Armed groups around the world use trade of minerals to finance their activities, and these "blood-minerals" end up in products such as our mobile phones, computers, fridges or washing machines. Even though the United Nations has well recorded evidence of those mines used to promote violence, in many cases with workers treated as slaves, there is no international law to trace the origin of these minerals*.

The European Union is currently considering a European system to reduce the financing of armed groups and security forces through mineral proceeds in conflict-affected and high-risk areas.
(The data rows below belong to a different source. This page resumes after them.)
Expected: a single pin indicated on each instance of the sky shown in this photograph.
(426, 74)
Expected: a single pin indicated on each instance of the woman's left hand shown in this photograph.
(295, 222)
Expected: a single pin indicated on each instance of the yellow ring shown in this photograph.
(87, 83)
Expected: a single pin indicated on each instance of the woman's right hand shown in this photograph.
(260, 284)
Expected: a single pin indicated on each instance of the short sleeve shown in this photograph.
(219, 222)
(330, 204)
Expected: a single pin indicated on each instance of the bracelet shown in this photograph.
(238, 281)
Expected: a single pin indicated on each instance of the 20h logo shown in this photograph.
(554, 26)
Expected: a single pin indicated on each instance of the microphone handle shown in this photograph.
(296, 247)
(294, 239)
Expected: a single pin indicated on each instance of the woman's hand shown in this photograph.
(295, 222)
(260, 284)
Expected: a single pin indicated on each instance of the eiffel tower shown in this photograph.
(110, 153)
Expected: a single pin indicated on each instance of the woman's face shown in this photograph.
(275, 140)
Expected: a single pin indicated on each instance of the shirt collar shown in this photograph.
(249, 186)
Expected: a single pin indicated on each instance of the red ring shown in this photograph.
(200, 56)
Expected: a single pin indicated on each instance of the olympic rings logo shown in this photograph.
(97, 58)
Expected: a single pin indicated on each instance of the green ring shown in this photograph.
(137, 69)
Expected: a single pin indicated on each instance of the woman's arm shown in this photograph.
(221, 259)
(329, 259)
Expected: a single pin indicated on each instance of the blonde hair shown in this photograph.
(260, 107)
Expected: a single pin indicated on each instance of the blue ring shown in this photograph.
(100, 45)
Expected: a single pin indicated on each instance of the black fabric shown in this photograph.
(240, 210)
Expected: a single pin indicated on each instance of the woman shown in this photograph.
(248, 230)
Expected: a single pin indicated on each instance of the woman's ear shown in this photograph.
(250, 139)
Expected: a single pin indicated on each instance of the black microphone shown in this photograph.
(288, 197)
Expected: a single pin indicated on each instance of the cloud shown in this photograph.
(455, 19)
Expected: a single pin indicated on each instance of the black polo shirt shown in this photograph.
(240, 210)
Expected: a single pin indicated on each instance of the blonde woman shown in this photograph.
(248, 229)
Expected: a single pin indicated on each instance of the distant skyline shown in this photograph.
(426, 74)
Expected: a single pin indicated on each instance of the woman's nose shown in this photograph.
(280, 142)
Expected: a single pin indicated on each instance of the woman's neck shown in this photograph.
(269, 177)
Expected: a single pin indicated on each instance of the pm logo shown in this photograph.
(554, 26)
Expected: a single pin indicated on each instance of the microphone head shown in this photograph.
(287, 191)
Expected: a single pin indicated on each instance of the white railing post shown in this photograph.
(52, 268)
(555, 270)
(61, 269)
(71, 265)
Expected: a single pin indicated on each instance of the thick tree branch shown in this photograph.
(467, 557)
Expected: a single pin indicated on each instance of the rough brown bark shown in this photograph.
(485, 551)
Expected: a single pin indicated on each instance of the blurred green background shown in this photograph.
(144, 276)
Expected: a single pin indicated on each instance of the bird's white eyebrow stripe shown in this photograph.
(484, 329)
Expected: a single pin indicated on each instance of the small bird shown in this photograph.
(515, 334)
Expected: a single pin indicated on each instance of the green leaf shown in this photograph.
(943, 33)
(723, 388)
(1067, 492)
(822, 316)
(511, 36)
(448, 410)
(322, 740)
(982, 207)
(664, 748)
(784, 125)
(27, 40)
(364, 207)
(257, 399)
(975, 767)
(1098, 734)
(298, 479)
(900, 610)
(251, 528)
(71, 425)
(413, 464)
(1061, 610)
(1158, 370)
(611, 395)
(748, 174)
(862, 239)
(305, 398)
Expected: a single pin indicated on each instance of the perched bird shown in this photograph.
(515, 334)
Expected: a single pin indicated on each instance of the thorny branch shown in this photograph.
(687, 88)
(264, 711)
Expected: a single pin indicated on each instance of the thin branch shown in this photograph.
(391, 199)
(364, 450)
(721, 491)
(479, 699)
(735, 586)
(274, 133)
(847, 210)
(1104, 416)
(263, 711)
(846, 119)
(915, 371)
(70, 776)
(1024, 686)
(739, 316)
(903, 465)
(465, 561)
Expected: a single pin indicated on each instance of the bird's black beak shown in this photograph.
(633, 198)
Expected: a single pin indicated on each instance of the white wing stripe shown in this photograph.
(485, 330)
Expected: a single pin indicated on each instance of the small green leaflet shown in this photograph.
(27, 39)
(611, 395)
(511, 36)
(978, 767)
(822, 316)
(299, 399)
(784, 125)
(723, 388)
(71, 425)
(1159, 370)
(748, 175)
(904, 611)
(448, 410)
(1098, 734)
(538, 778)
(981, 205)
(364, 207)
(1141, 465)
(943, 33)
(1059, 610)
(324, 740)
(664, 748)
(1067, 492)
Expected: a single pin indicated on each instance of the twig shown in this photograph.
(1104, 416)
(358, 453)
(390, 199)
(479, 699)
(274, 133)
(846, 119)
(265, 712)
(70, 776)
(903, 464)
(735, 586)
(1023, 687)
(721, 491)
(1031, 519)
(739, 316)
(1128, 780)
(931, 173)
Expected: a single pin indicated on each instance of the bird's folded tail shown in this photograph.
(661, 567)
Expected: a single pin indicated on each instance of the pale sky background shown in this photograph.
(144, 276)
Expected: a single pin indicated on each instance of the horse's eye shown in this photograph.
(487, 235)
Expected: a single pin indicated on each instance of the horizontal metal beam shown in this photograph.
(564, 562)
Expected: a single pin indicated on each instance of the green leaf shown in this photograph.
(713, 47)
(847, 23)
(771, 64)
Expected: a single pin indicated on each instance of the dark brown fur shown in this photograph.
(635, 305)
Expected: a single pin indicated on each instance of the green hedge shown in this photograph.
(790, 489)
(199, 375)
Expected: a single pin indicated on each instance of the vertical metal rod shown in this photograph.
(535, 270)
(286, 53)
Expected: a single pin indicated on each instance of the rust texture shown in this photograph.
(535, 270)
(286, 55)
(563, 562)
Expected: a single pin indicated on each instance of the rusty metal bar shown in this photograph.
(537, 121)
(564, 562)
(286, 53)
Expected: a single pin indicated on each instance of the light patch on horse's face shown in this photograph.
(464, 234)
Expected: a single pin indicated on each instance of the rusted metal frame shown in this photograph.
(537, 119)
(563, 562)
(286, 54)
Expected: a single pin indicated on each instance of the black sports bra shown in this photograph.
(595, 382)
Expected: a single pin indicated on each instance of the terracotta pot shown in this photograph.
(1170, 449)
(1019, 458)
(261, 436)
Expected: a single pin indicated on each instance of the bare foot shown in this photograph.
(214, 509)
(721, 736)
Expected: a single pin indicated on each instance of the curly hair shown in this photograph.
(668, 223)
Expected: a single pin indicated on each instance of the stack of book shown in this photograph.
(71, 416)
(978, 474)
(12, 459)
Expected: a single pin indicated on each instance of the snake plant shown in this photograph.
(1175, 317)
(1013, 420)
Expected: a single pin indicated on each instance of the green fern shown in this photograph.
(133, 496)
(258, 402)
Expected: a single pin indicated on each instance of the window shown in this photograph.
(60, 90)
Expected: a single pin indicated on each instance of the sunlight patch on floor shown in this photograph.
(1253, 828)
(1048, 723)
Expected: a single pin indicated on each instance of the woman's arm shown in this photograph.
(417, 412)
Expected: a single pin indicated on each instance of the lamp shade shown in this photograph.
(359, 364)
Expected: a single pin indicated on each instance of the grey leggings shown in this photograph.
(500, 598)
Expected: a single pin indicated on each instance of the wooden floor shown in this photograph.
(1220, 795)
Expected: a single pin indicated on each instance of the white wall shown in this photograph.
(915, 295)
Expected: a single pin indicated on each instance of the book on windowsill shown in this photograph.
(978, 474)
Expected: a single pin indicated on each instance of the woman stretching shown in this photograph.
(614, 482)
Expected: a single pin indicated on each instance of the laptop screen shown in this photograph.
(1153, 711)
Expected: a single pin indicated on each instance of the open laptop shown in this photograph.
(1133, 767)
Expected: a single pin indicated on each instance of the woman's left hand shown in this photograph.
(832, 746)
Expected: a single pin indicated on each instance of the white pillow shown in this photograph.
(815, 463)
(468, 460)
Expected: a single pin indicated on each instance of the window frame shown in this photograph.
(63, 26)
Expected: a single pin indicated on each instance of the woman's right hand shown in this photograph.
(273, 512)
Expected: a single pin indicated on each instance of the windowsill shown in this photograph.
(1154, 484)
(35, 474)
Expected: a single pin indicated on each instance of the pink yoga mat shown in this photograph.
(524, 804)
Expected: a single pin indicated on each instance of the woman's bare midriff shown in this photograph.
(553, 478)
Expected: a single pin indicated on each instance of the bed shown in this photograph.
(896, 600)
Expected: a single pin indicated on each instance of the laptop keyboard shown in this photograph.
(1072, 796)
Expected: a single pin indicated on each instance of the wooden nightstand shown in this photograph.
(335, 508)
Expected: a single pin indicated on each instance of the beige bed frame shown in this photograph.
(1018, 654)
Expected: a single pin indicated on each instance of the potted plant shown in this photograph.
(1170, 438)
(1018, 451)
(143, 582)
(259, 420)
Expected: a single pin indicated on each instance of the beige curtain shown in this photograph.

The Commission proposal for such a system was considered for the first time yesterday by the committee on development in the European Parliament. The Group of the Socialists and Democrats successfully pushed for a more ambitious and mandatory law to make sure that four "conflict minerals" - tin, tantalum, tungsten and gold - will not be used in products sold in Europe.

The S&D Group will continue to lead the fight for mandatory legislation in the Parliament when this report is voted by the international trade committee and also by the plenary of the Parliament, making sure that the list of conflict-minerals will be enlarged in the future to regulate any mineral that fuels a conflict and human rights abuses.

S&D spokesperson on the conflict minerals, Marie Arena MEP, said:

"The compromise reached yesterday by the development committee is an extremely important step in the right direction. With a binding regulation for the whole supply chain, the EU will become a world leader in the fight against conflicts fueled by natural resources and will show that trade policies are consistent with its goals of development and peace in the world. The committee on international trade must now take the result of yesterday's vote seriously."

S&D spokesperson on conflict minerals in the development committee, Seb Dance MEP, said:

"Many consumers would be horrified if they knew how and from where some of these minerals come from. We don't want to lay the blame with consumers, instead we want to clean up supply chains so that consumers and EU businesses alike know they are not fuelling a bloody war in some far flung corner of the world.

"The unanimous indicative vote yesterday sends a strong message that human rights and development cooperation must be at the heart of all our laws. A strong binding piece of legislation is a win-win situation for developing countries, for consumers and for all European companies."

* The OECD adopted in 2011 the Due Diligence Guidance for Responsible Supply Chains of Minerals from Conflict-Affected and High-Risk Areas (OECD Due Diligence Guidance) and the United States adopted in 2010 the Section 1502 of the US Dodd-Frank Wall Street Reform and Consumer Protection Act. Both are voluntary schemes and limited in their scope.